Regardless, I couldn’t help notice this piece from Pacific Standard, a far Left rag known (to the extent it is) for its radicalism and overly-earnest headlines.  I get PS‘s daily e-mail of stories, and occasionally read its pieces to see what the other side is thinking (occasionally, they’re actually interesting).

I’ve been sitting on this one for awhile, but here is the context for the piece:  it was written shortly after the shooting last November in California.  Heads collectively exploded when word got out that progressive utopia California, with its robust gun control laws, was the site of a tragic mass shooting.  Without cheapening the deaths of those unfortunate, innocent souls, the question that came to my mind was, “If gun control is so effective, then how could this happen in California?”

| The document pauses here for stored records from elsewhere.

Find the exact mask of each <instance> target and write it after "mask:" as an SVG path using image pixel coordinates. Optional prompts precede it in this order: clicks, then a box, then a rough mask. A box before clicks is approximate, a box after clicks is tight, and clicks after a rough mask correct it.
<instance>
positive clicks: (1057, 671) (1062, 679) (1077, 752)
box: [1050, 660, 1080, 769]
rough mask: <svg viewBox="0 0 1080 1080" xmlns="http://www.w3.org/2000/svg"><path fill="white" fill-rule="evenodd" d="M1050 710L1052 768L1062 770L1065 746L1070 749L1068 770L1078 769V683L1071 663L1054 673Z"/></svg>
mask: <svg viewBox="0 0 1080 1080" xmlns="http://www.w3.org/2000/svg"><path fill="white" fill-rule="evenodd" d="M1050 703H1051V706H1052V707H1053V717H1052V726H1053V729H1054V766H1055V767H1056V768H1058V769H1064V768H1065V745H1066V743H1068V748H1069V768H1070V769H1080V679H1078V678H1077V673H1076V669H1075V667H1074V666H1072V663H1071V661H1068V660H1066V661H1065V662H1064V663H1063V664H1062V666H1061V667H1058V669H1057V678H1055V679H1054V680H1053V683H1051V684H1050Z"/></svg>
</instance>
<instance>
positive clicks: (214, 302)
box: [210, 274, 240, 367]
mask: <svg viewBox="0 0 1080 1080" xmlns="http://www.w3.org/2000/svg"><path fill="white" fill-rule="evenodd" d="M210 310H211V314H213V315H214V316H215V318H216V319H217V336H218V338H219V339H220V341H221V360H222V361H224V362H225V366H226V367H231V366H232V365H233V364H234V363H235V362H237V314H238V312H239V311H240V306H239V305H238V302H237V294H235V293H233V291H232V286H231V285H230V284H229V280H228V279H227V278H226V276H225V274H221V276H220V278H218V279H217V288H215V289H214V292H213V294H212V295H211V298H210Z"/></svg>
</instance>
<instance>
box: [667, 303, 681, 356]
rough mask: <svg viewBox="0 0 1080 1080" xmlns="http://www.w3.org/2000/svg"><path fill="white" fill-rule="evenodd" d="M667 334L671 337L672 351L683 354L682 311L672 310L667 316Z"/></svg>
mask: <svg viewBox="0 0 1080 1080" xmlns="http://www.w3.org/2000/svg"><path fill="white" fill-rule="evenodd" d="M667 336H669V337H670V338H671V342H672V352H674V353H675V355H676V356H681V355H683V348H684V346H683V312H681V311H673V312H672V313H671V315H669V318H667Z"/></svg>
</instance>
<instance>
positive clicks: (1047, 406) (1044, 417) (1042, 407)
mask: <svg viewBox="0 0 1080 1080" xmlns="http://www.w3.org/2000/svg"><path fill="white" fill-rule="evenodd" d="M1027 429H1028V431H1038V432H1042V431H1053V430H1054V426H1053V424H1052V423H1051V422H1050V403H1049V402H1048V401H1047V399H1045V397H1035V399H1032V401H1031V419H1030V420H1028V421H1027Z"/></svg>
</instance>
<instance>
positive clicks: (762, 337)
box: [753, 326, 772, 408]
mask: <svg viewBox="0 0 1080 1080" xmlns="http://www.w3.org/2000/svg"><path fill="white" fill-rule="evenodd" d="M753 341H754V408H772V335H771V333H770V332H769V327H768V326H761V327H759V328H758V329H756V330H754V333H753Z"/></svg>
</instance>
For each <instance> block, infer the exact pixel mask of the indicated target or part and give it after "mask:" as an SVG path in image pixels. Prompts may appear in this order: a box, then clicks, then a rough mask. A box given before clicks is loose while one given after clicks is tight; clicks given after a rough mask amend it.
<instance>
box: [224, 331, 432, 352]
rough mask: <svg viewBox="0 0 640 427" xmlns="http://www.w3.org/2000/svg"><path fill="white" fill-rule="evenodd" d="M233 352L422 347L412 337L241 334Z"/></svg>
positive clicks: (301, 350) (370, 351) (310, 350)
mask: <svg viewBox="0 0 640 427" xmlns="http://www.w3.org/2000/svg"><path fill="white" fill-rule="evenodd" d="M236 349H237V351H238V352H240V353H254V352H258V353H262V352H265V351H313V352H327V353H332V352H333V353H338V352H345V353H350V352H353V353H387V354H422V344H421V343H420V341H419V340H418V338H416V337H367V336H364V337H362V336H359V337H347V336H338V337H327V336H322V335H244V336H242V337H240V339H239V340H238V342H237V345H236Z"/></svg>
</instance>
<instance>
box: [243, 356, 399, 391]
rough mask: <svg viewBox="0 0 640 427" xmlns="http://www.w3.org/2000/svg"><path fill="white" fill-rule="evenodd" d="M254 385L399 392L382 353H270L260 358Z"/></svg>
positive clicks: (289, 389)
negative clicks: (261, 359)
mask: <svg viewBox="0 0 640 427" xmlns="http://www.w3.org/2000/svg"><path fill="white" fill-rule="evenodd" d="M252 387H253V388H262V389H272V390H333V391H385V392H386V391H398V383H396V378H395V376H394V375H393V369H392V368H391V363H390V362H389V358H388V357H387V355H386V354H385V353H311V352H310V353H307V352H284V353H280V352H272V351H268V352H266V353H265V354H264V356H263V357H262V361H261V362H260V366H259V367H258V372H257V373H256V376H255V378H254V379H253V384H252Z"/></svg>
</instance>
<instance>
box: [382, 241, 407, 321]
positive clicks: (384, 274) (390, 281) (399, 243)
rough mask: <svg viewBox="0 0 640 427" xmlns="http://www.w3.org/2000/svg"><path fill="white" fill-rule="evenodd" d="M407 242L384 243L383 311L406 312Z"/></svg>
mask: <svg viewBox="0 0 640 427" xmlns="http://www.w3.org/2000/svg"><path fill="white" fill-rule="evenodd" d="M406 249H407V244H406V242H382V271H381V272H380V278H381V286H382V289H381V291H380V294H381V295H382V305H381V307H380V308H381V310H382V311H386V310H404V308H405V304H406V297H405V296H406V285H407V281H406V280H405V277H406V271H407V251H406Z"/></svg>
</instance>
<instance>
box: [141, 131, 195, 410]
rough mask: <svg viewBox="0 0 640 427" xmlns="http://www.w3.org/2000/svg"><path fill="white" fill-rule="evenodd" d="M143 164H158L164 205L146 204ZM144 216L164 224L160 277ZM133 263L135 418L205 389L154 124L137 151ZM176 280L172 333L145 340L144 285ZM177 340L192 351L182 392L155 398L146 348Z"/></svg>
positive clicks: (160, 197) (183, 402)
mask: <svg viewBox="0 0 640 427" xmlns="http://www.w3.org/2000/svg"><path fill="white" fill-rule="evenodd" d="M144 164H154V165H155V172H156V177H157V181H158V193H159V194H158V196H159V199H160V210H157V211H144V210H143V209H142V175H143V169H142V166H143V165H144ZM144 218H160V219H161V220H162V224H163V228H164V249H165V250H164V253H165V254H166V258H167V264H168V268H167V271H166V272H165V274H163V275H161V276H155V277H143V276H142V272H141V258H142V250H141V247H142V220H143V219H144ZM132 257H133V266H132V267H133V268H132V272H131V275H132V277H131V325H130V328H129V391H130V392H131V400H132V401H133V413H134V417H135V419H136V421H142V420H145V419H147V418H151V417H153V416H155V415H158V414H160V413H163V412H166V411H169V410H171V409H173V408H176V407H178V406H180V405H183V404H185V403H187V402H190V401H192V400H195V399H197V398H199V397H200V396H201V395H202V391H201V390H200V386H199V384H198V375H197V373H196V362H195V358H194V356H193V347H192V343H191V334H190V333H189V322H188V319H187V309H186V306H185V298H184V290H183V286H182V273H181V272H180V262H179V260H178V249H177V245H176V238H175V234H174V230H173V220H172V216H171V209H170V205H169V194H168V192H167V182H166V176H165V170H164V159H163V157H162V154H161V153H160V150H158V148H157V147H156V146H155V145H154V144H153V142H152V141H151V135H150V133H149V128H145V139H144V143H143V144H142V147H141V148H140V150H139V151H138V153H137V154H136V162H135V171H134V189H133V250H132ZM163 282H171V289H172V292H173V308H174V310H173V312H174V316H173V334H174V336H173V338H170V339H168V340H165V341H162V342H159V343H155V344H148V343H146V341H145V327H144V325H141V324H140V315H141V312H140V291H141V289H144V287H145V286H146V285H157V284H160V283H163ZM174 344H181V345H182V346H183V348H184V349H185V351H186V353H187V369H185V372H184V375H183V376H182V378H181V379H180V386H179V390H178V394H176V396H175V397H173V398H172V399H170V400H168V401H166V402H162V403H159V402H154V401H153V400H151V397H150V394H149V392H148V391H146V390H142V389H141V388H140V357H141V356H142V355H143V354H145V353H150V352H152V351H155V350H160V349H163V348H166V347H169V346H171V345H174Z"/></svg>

Of course, it’s a straw man question:  gun control isn’t effective.  Indeed, arming responsible, law-abiding people is far preferable to disarming them (and, in effect, arming the bad guys, who will break the new gun control laws).  What struck me, then, was the head-exploding of the true believers on the Left.  The subtitle of this piece says it all:  “A quick look at the regulations and numbers doesn’t necessarily suggest the state’s laws are useless.”

In short, pro-gun control Leftists scrambled to explain away this shooting.  For the Left, shootings are never about man’s fallen nature and capacity for sin (unless that man is a white police officer and the person shot is some kind of favored minority), but instead a technocratic problem to be solved with increasing government control—enforced, ironically, with guns.